La riflessione

Salute Mentale, il ruolo dei genitori e il labirinto delle strade da imboccare

Francesco Caroli

Sorge il quesito se il nostro sistema sanitario sia dotato degli strumenti di intervento per supportare chi ha bisogno di aiuto psicologico

Continua, su vari piani, il dibattito pubblico generato dalla tragica vicenda dell’assassinio di Giulia Cecchettin. Lasciamo ad altri esperti e altrettanti contesti gli approfondimenti sulla storia e sulla situazione processuale dell’assassino Filippo Turetta e, forse, le sue specifiche patologie. Lasciamo qui perdere il tema di come, anche in questo nostro tempo, la società interpreta sul piano culturale il ruolo della donna e i comportamenti degli uomini nei loro confronti.

L’elemento su cui, invece, si vuole provare a indurre una riflessione inizia facendo un passo indietro, ovvero, da una considerazione fatta dal padre del giovane assassino, Nicola Turetta.

Egli racconta di «un figlio che credeva perfetto, mai violento, mai causa di preoccupazioni né a scuola né con gli amici. Spiega che già ad agosto, dopo il primo abbandono, Filippo gli aveva confidato di aver pensato al suicidio».

Gli studi e le ultime ricerche ci dicono che pensieri del genere, nei nostri giovani, non sono così sporadici. Tutt’altro. E allora, cosa può, o dovrebbe fare un genitore davanti a un’affermazione del genere? Da cosa è influenzata e come cambia la risposta a una siffatta situazione? Dal contesto di vita? Dal luogo dove si vive, ovvero un paesino, una cittadina di provincia o una metropoli?

Può dipendere dalla condizione culturale? Dalle disuguaglianze sociali o economiche? Da quanto quel giorno si ha tempo di ascoltare? O da quanto se ne ha voglia? Da quanto si prendono sul serio le parole dei figli e dei giovani? Dal fatto che un figlio scelga di rivolgersi al padre o alla madre?

E ancora, anche qualora i genitori in questione fossero i più attenti, disponibili e sensibili, abbiamo davvero dotato queste persone degli strumenti per affrontare il tema del benessere psicologico nei nostri giovani che quest’epoca ci impone?
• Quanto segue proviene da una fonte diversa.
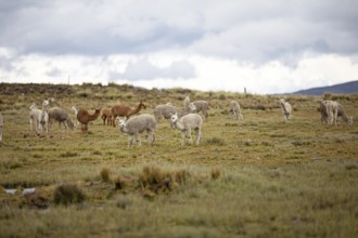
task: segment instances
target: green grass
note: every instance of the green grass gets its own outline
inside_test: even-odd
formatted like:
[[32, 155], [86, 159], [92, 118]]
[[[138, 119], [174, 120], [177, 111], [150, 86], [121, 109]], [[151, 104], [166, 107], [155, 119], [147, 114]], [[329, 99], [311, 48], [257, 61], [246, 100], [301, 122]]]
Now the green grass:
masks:
[[[276, 96], [115, 84], [72, 90], [73, 97], [57, 98], [66, 109], [118, 100], [135, 107], [144, 97], [149, 114], [156, 104], [181, 106], [186, 93], [209, 101], [209, 120], [200, 146], [181, 146], [179, 131], [161, 121], [153, 146], [142, 134], [142, 147], [127, 148], [127, 135], [100, 119], [86, 135], [77, 129], [60, 136], [55, 124], [53, 136], [36, 136], [26, 102], [46, 95], [1, 95], [0, 188], [17, 193], [0, 189], [0, 237], [358, 235], [358, 125], [321, 124], [320, 97], [290, 96], [296, 109], [284, 123]], [[232, 98], [245, 108], [243, 121], [230, 118]], [[357, 118], [357, 96], [340, 98]], [[36, 191], [23, 196], [27, 187]]]

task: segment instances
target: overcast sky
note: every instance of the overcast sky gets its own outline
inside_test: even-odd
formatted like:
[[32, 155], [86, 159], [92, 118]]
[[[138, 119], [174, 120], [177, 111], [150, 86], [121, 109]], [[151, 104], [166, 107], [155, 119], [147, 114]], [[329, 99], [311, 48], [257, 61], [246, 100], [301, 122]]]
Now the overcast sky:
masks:
[[358, 79], [357, 0], [0, 0], [0, 82], [257, 94]]

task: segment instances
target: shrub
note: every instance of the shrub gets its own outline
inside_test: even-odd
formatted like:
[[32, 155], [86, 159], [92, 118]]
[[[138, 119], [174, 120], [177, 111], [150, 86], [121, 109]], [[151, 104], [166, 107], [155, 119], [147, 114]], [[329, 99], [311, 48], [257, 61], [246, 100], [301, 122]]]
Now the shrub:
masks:
[[219, 138], [219, 137], [212, 137], [212, 138], [208, 138], [206, 141], [207, 144], [209, 145], [225, 145], [225, 141], [222, 138]]
[[110, 181], [110, 170], [107, 168], [103, 168], [101, 170], [101, 178], [103, 182], [108, 182]]
[[221, 170], [220, 169], [215, 168], [210, 171], [212, 180], [217, 180], [217, 178], [219, 178], [220, 175], [221, 175]]
[[80, 203], [85, 200], [85, 194], [73, 184], [57, 186], [53, 191], [53, 202], [55, 204]]

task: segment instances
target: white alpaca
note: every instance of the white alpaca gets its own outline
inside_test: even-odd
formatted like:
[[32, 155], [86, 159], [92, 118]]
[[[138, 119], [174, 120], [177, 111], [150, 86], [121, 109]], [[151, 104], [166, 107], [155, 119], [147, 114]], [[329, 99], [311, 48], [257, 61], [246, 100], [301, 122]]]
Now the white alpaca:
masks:
[[172, 124], [180, 130], [181, 133], [181, 145], [186, 144], [186, 137], [189, 138], [189, 143], [192, 144], [191, 131], [197, 131], [196, 145], [202, 141], [202, 125], [203, 119], [197, 114], [188, 114], [179, 118], [178, 114], [171, 115]]
[[3, 125], [3, 118], [0, 113], [0, 144], [2, 143], [2, 125]]
[[[77, 118], [78, 109], [75, 106], [72, 106], [71, 110], [74, 113], [75, 118]], [[78, 128], [78, 120], [75, 120], [75, 128]]]
[[171, 118], [171, 115], [174, 114], [178, 114], [179, 117], [182, 117], [187, 114], [193, 113], [196, 107], [192, 103], [190, 103], [188, 107], [183, 109], [180, 109], [176, 106], [168, 104], [161, 104], [154, 108], [154, 116], [157, 121], [159, 121], [163, 118], [169, 120]]
[[290, 120], [292, 116], [292, 106], [284, 98], [279, 100], [279, 104], [282, 109], [283, 120]]
[[140, 133], [148, 132], [148, 142], [152, 145], [155, 141], [156, 120], [152, 115], [141, 114], [126, 119], [117, 118], [117, 123], [122, 132], [128, 134], [128, 148], [130, 148], [133, 138], [136, 138], [138, 146], [141, 146]]
[[230, 102], [230, 113], [235, 120], [243, 120], [243, 116], [241, 114], [240, 104], [238, 101]]
[[[186, 96], [184, 106], [189, 105], [189, 103], [190, 103], [190, 97]], [[194, 101], [194, 102], [191, 102], [191, 103], [194, 104], [194, 106], [196, 108], [195, 111], [193, 111], [193, 113], [202, 111], [203, 115], [204, 115], [205, 120], [207, 120], [208, 119], [208, 113], [207, 113], [208, 111], [208, 103], [206, 101], [203, 101], [203, 100]]]
[[353, 123], [353, 118], [346, 115], [343, 106], [337, 102], [323, 101], [320, 104], [320, 113], [321, 122], [325, 122], [328, 124], [336, 124], [337, 118], [341, 117], [343, 121], [347, 122], [347, 124]]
Ma soprattutto il nostro attuale sistema di salute, il nostro sistema sanitario ha pronti e disponibili degli strumenti di intervento per supportare chi ha bisogno di aiuto psicologico? Ha le sentinelle per intercettare questo tipo di segnali? Ha quegli strumenti di «pronto soccorso mentale» per evitare che le situazioni degenerino? Cosa può fare nell’attuale sistema un genitore che si rende conto che il proprio figlio ha una situazione potenzialmente pericolosa (vale anche viceversa)?

La risposta, in fondo, la conosciamo tutti e non è positiva. Per anni abbiamo trascurato la salute mentale ritenendola un tema di serie B, la prevenzione in questo campo non è mai stata un tema all’ordine del giorno come società e dunque non lo è mai stata neanche per la politica, semplice specchio del contesto in cui opera. Non solo nei casi che sfociano in episodi di cronaca, ma strutturalmente manca un’azione di prevenzione di sistema.

Davanti a questa evidente carenza organica del nostro sistema di salute, alla palese difficoltà di accesso ai servizi, è l’ora di superare timidezza e ipocrisia, e pretendere da cittadini un salto di qualità verso un sistema di salute complessivo che parifichi l’attenzione alla salute mentale a quella fisica, soprattutto nell’età evolutiva.

Non possono essere lasciate sole le tante associazioni ed enti del terzo settore che si occupano quotidianamente del tema e il loro grande contributo non può sostituire le lacune delle mancate forti scelte di politica sanitarie necessarie.

Il disagio mentale nel 2030 sarà uno dei problemi più diffusi nella società. Occorre affrontare questa emergenza con determinazione e serietà: da un lato lavorando sulla rimozione dello stigma che colpisce chi vive il disagio o la patologia, dall’altro favorendo un approccio rigorosamente scientifico costruito su quello che avviene a livello neurologico, ad esempio, in quell'età straordinaria ma molto complessa che è l’adolescenza.

Il cervello è un organo a tutti gli effetti che può e deve essere tenuto in salute. Impariamo a pretenderlo.